Avocado Hummus (aka Guacahummus, or the most unappealing food name ever)
2014
At our house, guacamole and hummus, as individual products, are basically the sole staples of our diet (oh and greek yogurt but more on that in the future). In fact, the week before we got married, when I was working 15 hour days on a crazy project at work and had no time to cook, my husband essentially lived on a few tubs of Sabra hummus. These delicious dips and spreads have become the holy grail of trendy, healthy eating. Chock full of healthy fats from avocados or olive oil, full of antioxidants and the germ-fighting goodness of garlic, and breaming with fiber a-plenty – these international foods have made their way into the hearts and stomachs of Americans across the country.

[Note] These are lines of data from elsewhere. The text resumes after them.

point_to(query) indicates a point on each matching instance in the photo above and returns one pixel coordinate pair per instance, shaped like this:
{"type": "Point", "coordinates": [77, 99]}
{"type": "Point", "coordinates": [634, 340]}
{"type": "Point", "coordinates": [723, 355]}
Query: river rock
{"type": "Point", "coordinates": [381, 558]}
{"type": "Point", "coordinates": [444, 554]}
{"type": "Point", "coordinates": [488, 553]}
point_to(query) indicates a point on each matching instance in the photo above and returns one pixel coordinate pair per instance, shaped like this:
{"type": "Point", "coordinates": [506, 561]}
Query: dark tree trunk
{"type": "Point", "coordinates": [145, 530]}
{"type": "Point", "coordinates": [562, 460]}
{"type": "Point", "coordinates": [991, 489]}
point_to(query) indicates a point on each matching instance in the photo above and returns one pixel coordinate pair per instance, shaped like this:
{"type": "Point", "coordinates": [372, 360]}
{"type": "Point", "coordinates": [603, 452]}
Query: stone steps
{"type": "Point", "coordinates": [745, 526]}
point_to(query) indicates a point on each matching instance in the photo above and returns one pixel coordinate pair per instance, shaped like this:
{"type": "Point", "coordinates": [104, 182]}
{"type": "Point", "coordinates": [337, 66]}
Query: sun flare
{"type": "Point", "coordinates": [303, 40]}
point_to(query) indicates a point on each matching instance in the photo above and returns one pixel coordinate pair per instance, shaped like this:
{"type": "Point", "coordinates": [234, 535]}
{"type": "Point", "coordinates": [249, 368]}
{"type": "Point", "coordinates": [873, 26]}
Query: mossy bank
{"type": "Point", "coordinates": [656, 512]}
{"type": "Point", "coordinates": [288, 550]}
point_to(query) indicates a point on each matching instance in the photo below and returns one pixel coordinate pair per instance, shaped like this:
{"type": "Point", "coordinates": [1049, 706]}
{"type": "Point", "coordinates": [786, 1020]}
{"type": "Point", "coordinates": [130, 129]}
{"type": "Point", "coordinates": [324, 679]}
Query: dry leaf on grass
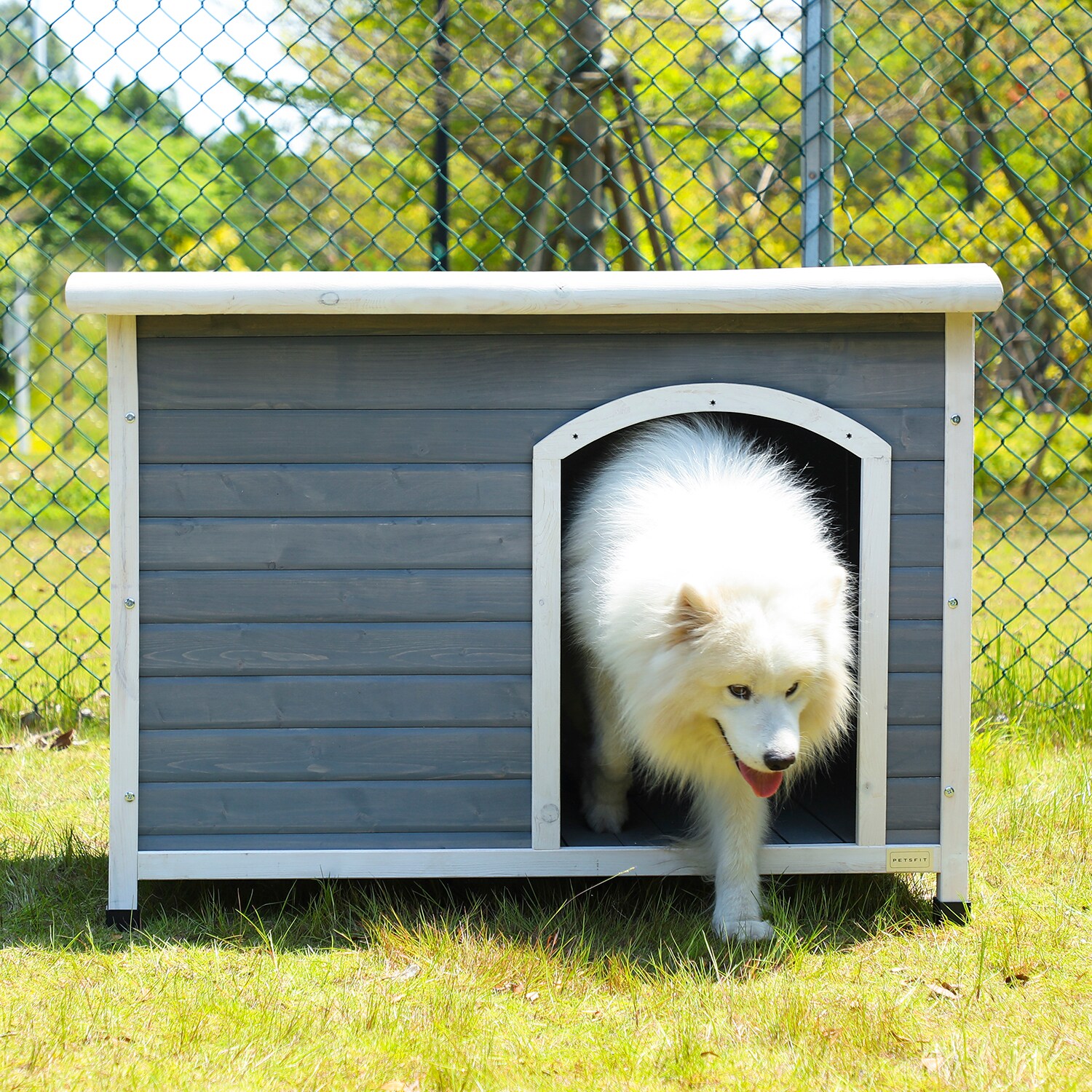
{"type": "Point", "coordinates": [1020, 974]}
{"type": "Point", "coordinates": [406, 973]}
{"type": "Point", "coordinates": [943, 989]}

So of course, it is only natural that these foods find their way into a blissful union. There is no exact science to this recipe, just as there is no exact science to my (award-winning) guacamole or hummus. The result was a very mild, extremely delicate and light tasting hummus with a green tint. On the first day, the avocado was barely discernible as a flavor, acting only through its fat content to emulsify and create a whipped texture for the hummus. On day 2 though (I am surprised the bowl lasted that long), the flavor of the avocado became more pronounced and created a delicate balance.
Unfortunately, something about the combination of consonant letters and guttural vowels make the words “guacahummus” really unpleasant to my ears – so I refuse to call it that. Here is my version of Avocado Hummus which lends itself to many possible modifications, like adding some fresh jalapeno for more heat, more spices, using lime for the acid instead of lemon for a more south of the border flavor, the possibilities are endless.
Ingredients:
1 can chickpeas – drained (I love the trader joes organic garbanzo beans – they seem to be more cooked through than brands like goya and make for smoother hummus)
1 large or 2 small cloves of garlic
¼ to ½ of a lemon
1 ripe avocado
2-3 tbsp of tahini (I am currently using al wadi tahini which is much liquidier than some other brands I have tried)
Extra virgin olive oil
Water
Seasonings: salt, cumin, smoked paprika, chili pepper flakes
Some recipes recommend rinsing chickpeas, I don’t find a need to do that with the trader joes ones and its ok if you don’t drain out every last drop since you’ll be adding water anyways.
In a food processor (preferably small one like a magic bullet, or a 3-4 cup Cuisinart, or single serve cup of a ninja blender), whip tahini, garlic and juice of ¼ lemon, until garlic is minced. Add in about half the chickpeas and a few spoons of water, blend until mostly smooth. Add the remaining chickpeas and a tbsp. of olive oil. Also add a small palmful of salt (cooking is NOT an exact science – seasoning is very person dependent).
Blend until mostly creamy, if it seems very dense, continue to add water a tbsp. or two at a time. Add the peeled and pitted ripe avocado – puree until entirely smooth. You may at the point want to mix in some more lemon juice or any of your seasonings (cumin, paprika, etc). The mixture should be light and fluffy. Spoon into a bowl, top with another tbsp or so of olive oil and sprinkle with paprika and/or chili pepper flakes. Its great right away with some pita or chips, but if you refrigerate it for a few hours it will give the flavors some time to marry.